DETROIT (Reuters) - U.S. auto industry bankruptcies would have a devastating impact on the domestic economy, many times larger than the aid automakers seek, General Motors Corp (GM.N) Chief Executive Rick Wagoner said on Sunday.
“This is an issue of the whole auto industry, if that becomes under severe pressure, the impact on the whole U.S. economy will be devastating,” Wagoner said in an appearance on a NBC-affiliated television station in Detroit.
Wagoner, the chief executives of Ford Motor Co (F.N) and Chrysler CBS.UL, and United Auto Workers union President Ron Gettelfinger are expected to testify to U.S. congressional committees this week in support of aid to the auto industry.
Democrats have moved to direct $25 billion of loans to the Detroit-based automakers, who have argued that they need the liquidity to survive the industry downturn in which U.S. auto sales have plunged to the lowest levels in a quarter century.
However, an auto industry bailout has hit stiff opposition from Republican senators and representatives who question whether the automakers would be viable even with the support.
The White House also has warned pushing a bailout using the $700 billion financial rescue fund already approved could lead to partisan gridlock and has suggested loosening restrictions on $25 billion of low-interest loans already approved for investments in fuel efficiency improvements.
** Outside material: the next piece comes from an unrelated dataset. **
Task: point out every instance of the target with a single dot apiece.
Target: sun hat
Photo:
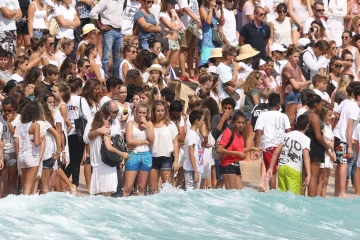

Wagoner said GM’s financial needs stem directly from the Wall Street financial crisis, and the aid automakers seek should not be looked at in terms of “federalizing a business.”
“The financial system is failing to supply the credit that is necessary for small businesses, big businesses, any businesses to operate on a daily basis,” Wagoner said.
The path out of bankruptcy would not be simple, he said.
“This idea that you just go into Chapter 11 and hang around for three months and agree to reduce your debt obligations and don’t pay your retirees, this is a fantasy,” Wagoner said. “Most people will stop buying the cars of a bankrupt company.”